#### Sutton and Barto, Reinforcement Learning 2nd. Edition, page 80.

![Sutton and Barto, Reinforcement Learning 2nd. Edition.](./Figures/PolicyIteration.png)
Policy Iteration for estimating π



**Policy Iteration**



In iterative policy evaluation the values for a fixed policy are used.  Once these values have been determined we can then examine the rewards and values at destination states to determine if there is a better policy.  *Policy Iteration* is the resulting algorithm. 
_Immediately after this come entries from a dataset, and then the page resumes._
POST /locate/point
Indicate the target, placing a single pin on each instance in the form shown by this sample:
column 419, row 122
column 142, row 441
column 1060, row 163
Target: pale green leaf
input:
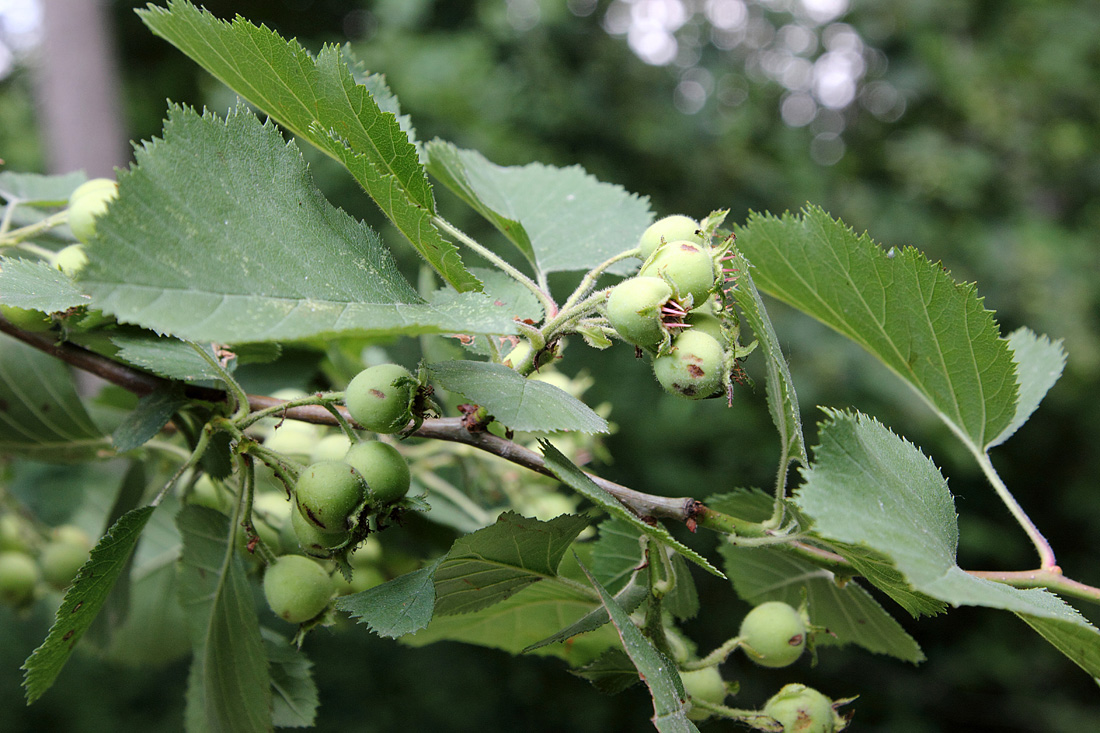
column 490, row 565
column 398, row 606
column 561, row 219
column 849, row 613
column 229, row 687
column 524, row 619
column 34, row 284
column 782, row 402
column 932, row 331
column 869, row 488
column 1038, row 365
column 220, row 234
column 83, row 601
column 657, row 670
column 515, row 401
column 41, row 414
column 576, row 480
column 294, row 692
column 319, row 100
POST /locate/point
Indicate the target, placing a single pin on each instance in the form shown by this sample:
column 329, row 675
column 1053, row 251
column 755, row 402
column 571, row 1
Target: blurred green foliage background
column 971, row 133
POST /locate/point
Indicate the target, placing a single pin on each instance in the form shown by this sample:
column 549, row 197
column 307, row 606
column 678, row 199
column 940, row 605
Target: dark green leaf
column 153, row 413
column 931, row 331
column 399, row 606
column 670, row 714
column 220, row 234
column 34, row 284
column 515, row 401
column 83, row 601
column 575, row 479
column 41, row 414
column 319, row 100
column 229, row 688
column 294, row 692
column 530, row 204
column 490, row 565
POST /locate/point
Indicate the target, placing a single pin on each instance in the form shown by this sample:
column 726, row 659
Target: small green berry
column 384, row 469
column 297, row 589
column 669, row 229
column 380, row 397
column 773, row 634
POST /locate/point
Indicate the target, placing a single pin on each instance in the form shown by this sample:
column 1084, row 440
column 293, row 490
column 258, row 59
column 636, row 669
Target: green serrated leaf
column 849, row 613
column 782, row 402
column 1038, row 365
column 490, row 565
column 34, row 284
column 529, row 203
column 319, row 100
column 515, row 401
column 294, row 692
column 153, row 413
column 229, row 687
column 524, row 619
column 930, row 330
column 402, row 605
column 870, row 489
column 220, row 234
column 575, row 479
column 656, row 669
column 83, row 601
column 41, row 414
column 611, row 673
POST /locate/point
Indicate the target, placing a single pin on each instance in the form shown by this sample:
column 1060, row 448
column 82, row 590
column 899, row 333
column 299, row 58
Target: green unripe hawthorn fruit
column 705, row 684
column 801, row 709
column 70, row 260
column 297, row 589
column 328, row 492
column 773, row 634
column 686, row 265
column 29, row 319
column 634, row 310
column 310, row 539
column 669, row 229
column 63, row 556
column 693, row 368
column 19, row 576
column 384, row 469
column 87, row 201
column 378, row 404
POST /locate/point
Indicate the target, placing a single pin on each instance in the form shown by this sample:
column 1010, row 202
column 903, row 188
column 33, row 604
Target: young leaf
column 34, row 284
column 515, row 401
column 229, row 687
column 524, row 619
column 670, row 715
column 402, row 605
column 1038, row 365
column 294, row 692
column 869, row 488
column 575, row 479
column 83, row 601
column 490, row 565
column 41, row 414
column 530, row 204
column 220, row 234
column 931, row 331
column 319, row 100
column 782, row 402
column 849, row 613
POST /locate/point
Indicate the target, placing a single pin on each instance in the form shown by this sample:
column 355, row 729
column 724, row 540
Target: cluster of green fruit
column 669, row 309
column 773, row 634
column 31, row 560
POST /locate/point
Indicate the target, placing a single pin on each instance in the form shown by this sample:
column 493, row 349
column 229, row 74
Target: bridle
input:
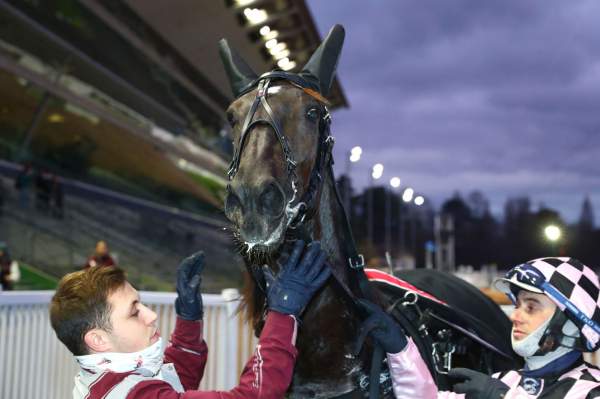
column 298, row 208
column 305, row 207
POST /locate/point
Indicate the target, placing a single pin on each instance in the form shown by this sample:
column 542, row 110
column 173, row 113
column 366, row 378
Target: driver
column 556, row 318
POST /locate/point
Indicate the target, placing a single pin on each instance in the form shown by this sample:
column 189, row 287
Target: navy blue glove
column 477, row 385
column 382, row 328
column 298, row 279
column 188, row 304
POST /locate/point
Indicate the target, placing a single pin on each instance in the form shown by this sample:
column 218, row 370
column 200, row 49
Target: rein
column 305, row 207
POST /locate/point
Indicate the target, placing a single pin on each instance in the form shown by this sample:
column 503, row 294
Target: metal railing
column 35, row 364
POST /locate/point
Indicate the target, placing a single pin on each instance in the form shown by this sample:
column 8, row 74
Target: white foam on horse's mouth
column 273, row 238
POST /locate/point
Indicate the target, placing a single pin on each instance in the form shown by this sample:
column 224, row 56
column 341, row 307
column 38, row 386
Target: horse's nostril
column 232, row 203
column 271, row 200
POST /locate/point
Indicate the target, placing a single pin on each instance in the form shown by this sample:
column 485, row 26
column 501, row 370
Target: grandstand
column 124, row 102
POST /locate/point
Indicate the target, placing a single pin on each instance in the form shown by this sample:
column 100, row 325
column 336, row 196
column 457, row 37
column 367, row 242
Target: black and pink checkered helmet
column 573, row 286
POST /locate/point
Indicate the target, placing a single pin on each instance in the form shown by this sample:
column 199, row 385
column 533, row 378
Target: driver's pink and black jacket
column 266, row 375
column 411, row 379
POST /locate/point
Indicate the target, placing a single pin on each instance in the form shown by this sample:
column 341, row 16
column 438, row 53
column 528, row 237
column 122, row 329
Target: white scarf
column 147, row 363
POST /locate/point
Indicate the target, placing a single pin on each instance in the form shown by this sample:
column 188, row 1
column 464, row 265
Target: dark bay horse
column 282, row 188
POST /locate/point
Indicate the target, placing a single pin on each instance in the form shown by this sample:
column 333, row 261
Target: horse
column 281, row 188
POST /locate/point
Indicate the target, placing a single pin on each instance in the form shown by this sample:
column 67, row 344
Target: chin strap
column 554, row 337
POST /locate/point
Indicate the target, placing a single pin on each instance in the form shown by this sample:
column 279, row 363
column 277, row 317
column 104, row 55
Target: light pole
column 407, row 196
column 376, row 173
column 395, row 183
column 353, row 157
column 553, row 234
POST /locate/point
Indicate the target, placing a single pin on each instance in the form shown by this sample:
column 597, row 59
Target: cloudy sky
column 501, row 96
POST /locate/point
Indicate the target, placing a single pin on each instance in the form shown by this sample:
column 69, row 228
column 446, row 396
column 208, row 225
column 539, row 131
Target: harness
column 299, row 210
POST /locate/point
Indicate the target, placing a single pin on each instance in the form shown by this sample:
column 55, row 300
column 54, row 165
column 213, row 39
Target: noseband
column 296, row 212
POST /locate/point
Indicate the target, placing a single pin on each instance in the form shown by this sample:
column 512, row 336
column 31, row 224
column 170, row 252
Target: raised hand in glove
column 477, row 385
column 188, row 304
column 382, row 328
column 304, row 272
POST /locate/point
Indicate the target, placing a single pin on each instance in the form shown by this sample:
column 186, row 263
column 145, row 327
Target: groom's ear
column 97, row 341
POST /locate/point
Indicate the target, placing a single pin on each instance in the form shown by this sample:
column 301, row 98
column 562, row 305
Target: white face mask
column 530, row 344
column 527, row 346
column 149, row 360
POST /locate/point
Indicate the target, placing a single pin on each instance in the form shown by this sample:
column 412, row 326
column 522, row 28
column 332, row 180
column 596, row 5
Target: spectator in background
column 42, row 191
column 101, row 256
column 2, row 196
column 9, row 269
column 56, row 197
column 23, row 185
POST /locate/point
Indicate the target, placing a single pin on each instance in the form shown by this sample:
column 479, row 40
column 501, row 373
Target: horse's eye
column 312, row 114
column 231, row 119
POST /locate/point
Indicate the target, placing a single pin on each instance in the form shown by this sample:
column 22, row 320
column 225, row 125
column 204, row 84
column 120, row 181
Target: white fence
column 35, row 364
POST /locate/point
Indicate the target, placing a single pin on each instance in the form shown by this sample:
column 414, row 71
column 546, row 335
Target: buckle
column 360, row 264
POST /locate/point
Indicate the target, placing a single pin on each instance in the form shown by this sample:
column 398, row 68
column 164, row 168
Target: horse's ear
column 238, row 71
column 323, row 62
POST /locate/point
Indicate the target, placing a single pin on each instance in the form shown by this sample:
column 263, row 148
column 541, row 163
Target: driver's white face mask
column 527, row 346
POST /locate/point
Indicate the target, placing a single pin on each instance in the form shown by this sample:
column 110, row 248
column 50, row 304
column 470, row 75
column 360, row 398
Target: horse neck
column 329, row 228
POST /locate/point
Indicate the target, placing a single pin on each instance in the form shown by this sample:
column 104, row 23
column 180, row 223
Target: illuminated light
column 282, row 63
column 56, row 118
column 290, row 65
column 377, row 171
column 255, row 15
column 277, row 48
column 407, row 195
column 271, row 35
column 282, row 54
column 271, row 43
column 552, row 232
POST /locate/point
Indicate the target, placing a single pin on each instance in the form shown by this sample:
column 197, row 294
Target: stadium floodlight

This calculation is repeated until the policy does not change.



**Policy Iteration Algorithm**

```python

Given a policy

while not converged:

    compute values using iterative policy evaluation

    compute new policy from values

```

### Import Necessary Libraries

Import functions required for creating the grid world environment and implementing the policy iteration algorithm components (policy evaluation and policy improvement).

In [1]:
from rlgridworld.standard_grid import create_standard_grid
from rlgridworld.algorithms import iterative_policy_evaluation
from rlgridworld.algorithms import compute_policy_from_values

### Create Grid World Environment

Instantiate the standard grid world environment used for the examples.

In [2]:
gw = create_standard_grid()

### Define Initial Policy

Define an initial, arbitrary policy for the agent. This policy maps states (represented by coordinates) to actions ('up', 'down', 'left', 'right'). Empty strings indicate terminal states or states with no defined action in this initial policy.

In [3]:
policy = { 
    (0,0):'right', (0,1):'right',(0,2):'right',(0,3):'up',
    (1,0):'up', (1,1):'', (1,2):'right', (1,3):'',
    (2,0):'right', (2,1):'right', (2,2):'right', (2,3):''
    }

### Define Policy Iteration Function

Implement the core Policy Iteration algorithm as described in Sutton and Barto (page 80). This function iteratively performs policy evaluation (calculating state values V(s) for the current policy) and policy improvement (updating the policy based on the calculated values) until the policy stabilizes (no longer changes between iterations).

In [4]:
# from page 80 of Sutton and Barto, RL, 2nd. Ed.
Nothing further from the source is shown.